Kettering Health Network has unveiled a command center that brings together various lines of information to enable better patient and facility management.
The network is an eight-hospital delivery system with 120 outpatient facilities serving the Dayton and Cincinnati areas of Ohio. The vision for the command center is to enable executives to know everything about the system’s patients and track their care.
By pulling together diverse information, Kettering is able to view the status of every patient bed in real-time in all of its hospitals and medical facilities, while also determining the best bed in the most appropriate care setting for the patient based on factors such as diagnosis, patient/family preference and information from the admitting physician or surgeon.

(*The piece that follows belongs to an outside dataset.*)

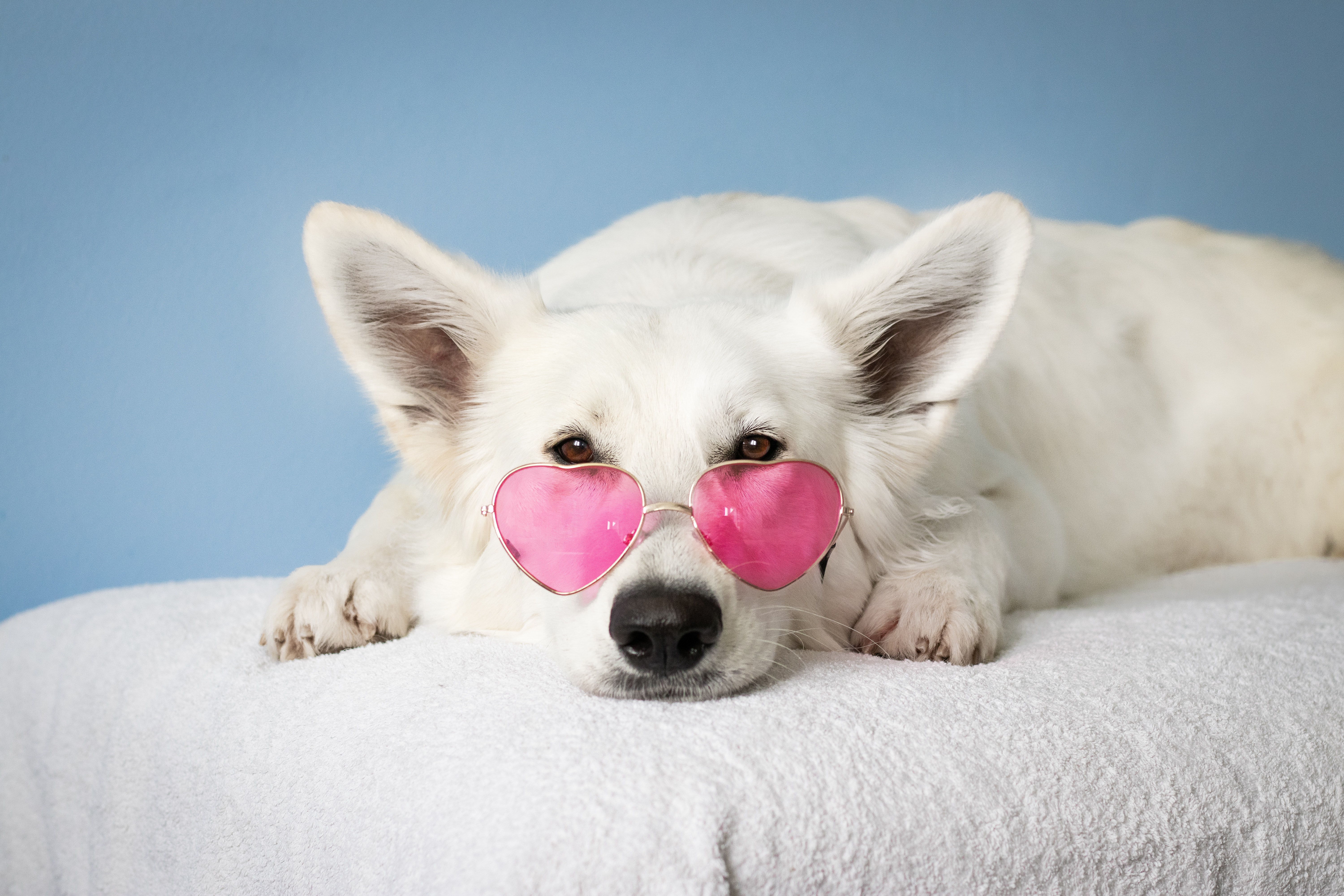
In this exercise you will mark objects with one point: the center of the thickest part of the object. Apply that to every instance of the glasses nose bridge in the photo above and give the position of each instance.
(669, 506)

Two years ago, Kettering launched a campaign to get deeper into caring for residents in underserved communities, where healthcare needs are often more acute. A hospital closure in the metropolitan area heightened the need for data sharing and communication, as the move affected about 70,000 patients, and Kettering and other hospitals each picked up additional patients to provide care.
To efficiently track all patients and know their status in real-time, Kettering decided to flip how it operates by working as a complete care system and not just working in physical buildings, says John Weimer, vice president of the network. The emergency, trauma and operations command center works much like the NASA command center for the nation’s space program.

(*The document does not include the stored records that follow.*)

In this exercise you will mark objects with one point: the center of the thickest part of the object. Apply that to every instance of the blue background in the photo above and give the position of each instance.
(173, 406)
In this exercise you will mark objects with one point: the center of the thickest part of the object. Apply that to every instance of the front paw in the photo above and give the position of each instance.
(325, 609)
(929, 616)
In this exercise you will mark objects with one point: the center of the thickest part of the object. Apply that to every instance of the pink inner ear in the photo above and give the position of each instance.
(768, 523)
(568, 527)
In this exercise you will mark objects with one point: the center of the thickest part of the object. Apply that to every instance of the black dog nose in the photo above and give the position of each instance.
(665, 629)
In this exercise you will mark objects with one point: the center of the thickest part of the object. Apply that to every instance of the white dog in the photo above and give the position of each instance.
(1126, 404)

NASA needs to know everything about a mission, and Kettering decided it also needed that capability. So, following a two-year vendor selection process that included strong consideration of four other companies, but the delivery system eventually chose a command center from TeleTracking Technologies. The vendor offered a comprehensive portfolio of best practices that hospitals can adopt, proven results from other clients, and superior bandwidth, according to Weimer.
Now, with first iteration of the command center live, Kettering Health continues to work on all the necessary coding being written as various parts of the command center come together. There is code for the phone systems, systems reporting, paging systems, seeing every bed in the delivery system, and a code to create operating pathways when a patient leaves with a ping sounding so employees know that the patient is gone and the room can be turned around.
Like any other hospital embarking on a new initiative, all change management is disruption but in large part clinicians understood the power of a command center and the data it could deliver, according to Weimer. The vendor brought integrated software that transfers patients into the network from all access points including the emergency department, operating room, direct admissions and transfers from other facilities, while also providing real-time reporting, analytics and dashboards for providers and executives.